We've all heard of, or perhaps been cautioned about, self-fulfilling prophecies. Usually, however, it's done in a negative context.
For example: perhaps an employee, worrying that their supervisor is unhappy with his/her performance, begins to act more nervously, starts making more mistakes, etc. As a result, the manager, noticing the behavioral difference, does start to become dissatisfied with her employe's work.
Self-fulfilling prophecy can also be seen as a positive model, evoking the old phrase "fake it 'til you make it." Nervous about giving a speech? Hold your head up, walk tall, remind yourself you know more about the topic than anyone else in the room… And slowly, a person can shift their mindset from "I'm scared to give a speech," to "I can do this!" (Whistling a happy tune, ala "The King and I," is optional.)
But how can you apply self-fulfilling prophecy to Leadership?
Join us, Wednesday, November 8 when Amy Morgan describes:
- How the self-fulfilling prophecy works,
- And how anyone in any rank or setting can be a leader by applying the concept in a positive way.
Justice Clearinghouse Editors (JCH): There is always interest in different leadership styles — Explain what the Self-Fulfilling Prophecy leadership style is?
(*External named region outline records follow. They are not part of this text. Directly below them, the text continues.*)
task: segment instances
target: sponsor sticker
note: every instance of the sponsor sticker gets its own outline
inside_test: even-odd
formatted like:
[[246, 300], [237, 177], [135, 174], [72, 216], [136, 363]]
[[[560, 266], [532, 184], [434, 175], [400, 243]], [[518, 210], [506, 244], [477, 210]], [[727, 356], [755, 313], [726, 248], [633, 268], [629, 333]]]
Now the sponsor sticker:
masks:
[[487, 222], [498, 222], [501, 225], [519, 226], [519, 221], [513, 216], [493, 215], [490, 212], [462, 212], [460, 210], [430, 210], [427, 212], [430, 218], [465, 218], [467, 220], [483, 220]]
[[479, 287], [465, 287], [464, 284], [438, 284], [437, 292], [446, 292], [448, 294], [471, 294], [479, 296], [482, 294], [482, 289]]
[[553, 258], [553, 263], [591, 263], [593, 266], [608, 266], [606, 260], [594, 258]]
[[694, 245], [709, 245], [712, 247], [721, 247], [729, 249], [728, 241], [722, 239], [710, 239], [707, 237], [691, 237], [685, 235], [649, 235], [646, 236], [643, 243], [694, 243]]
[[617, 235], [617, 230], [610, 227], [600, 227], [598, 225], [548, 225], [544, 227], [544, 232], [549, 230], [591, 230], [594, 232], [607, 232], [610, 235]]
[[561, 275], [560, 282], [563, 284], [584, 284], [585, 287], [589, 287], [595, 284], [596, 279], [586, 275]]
Amy Morgan: The Self-Fulfilling Prophecy is a philosophy, rather than a leadership style. It’s the belief that when saying something that isn’t necessarily true, you influence other people’s behavior, until the statement that previously wasn’t true… becomes true. So, if someone hears something often enough, they start to act like what the statement is telling them, and eventually, their actions reflect the statement- which makes it become a truth. Leaders influence others with their words, and their actions adapt to reflect what a leader is telling them.
JCH: The notion of “leadership through the Self-Fulfilling Prophecy” is an interesting concept. How do you see this being exhibited in everyday life? For example, how would a police officer or prosecutor or district attorney use this philosophy?
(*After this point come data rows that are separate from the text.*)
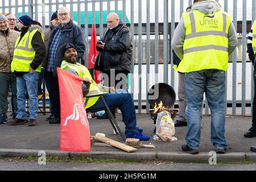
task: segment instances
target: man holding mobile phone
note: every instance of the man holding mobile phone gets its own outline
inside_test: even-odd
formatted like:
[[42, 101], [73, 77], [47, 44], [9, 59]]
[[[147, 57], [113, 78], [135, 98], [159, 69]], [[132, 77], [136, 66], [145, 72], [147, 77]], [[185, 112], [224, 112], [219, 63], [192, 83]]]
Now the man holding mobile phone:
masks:
[[[127, 76], [131, 72], [133, 46], [129, 28], [115, 13], [107, 16], [108, 30], [97, 43], [98, 51], [94, 69], [102, 72], [104, 84], [127, 90]], [[114, 114], [115, 111], [112, 111]], [[98, 117], [107, 118], [106, 116]]]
Amy: Everything we say to other people influences them in some way. The more you mean to someone, the more your words affect them. The more often someone hears a message, also, the more they are affected by the message. Leaders are not just those in executive or management roles at work; leaders are everywhere, and we can lead from any level of any organization or group. So the things you say to others, no matter who they are, have an impact. If people in especially influential roles, like police officers, courtroom roles, social workers, etc., can remember that every word they say is somehow influencing someone else’s behavior, they can use their words to affect positive change.
Leaders are not just those in executive or management roles at work;
leaders are everywhere, and we can lead from any level of any organization or group.
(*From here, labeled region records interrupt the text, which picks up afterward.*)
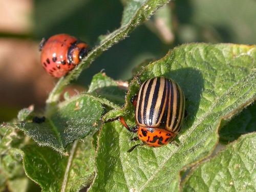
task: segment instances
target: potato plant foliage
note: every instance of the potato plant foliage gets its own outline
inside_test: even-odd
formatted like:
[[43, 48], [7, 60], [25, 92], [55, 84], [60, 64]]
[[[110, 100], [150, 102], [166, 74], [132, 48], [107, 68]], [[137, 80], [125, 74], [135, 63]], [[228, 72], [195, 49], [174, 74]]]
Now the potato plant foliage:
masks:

So the things you say to others, no matter who they are, have an impact.
JCH: Not all leadership styles will work in all situations. Can you expand on when this leadership style might be best used? Or when it might not be as appropriate to use in a given situation?
Amy: Any time there’s a situation where behavior needs to be changed, this philosophy can be used. The Self- Fulfilling Prophecy motivates change by influencing another person to start to act on the words they hear, and then they start to believe the words based on their own actions and the words. The best and most appropriate use is to motivate people to grow and change themselves for the better. For example, my son, when he was about 12-13, wasn’t all that interested in hard work or focus. So when I did see him doing something where he’d worked hard or accomplished something, I pointed it out, and said, “You’re such a hard worker, you really stayed focused,” and then I would use any opportunity I saw to repeat those words to him. He began hearing the words, “You are a hard worker” over and over, until his actions started reflecting those words he was hearing. At 18 he is actually a very hard worker now, and believes himself to be just that. The downside to the Self-Fulfilling Prophecy, while I’ll teach in more depth in this webinar, is the impact of negative words on someone’s behavior and beliefs.
If people in especially influential roles, like police officers,
courtroom roles, social workers, etc., can remember
that every word they say is somehow influencing someone else’s behavior,
they can use their words to affect positive change.
JCH: What drew you, initially, to this theory or style of leadership? Can you share examples of how you’ve seen this leadership style used in other public safety or legal situations?
Amy: My own personal experience with hearing messages and beginning to believe them, in a negative way, are probably why I’m drawn to this philosophy, as well as my deep interest in mental health and behavioral change. I’m someone who wants to help others, and encourage others, and that’s why I’m in the mental health and training field – to help others learn things about themselves and to grow personally. One example of how I’m seeing this being used, unfortunately, these days is the negative public perception, and the public criticism, of law enforcement officers. Criticism of a broad group affects everyone in the group, and when it comes from the people the officers are getting up every morning to go protect, it has a deep impact. Hearing negative comments continuously, day after day, is going to eventually have a negative influence on officers, and so I would encourage officers to counteract those negative influences with positive, from wherever they can get it, as often as possible.
JCH: Share with us what members of the JCH community will learn that they will be able to immediately use the next day after hearing your presentation?
Amy: The awesome thing about the Self-Fulfilling Prophecy is that it’s something that can be used immediately, and all day long, every day. As soon as the webinar ends I hope the participants will look for an opportunity to positively influence another person with positive words.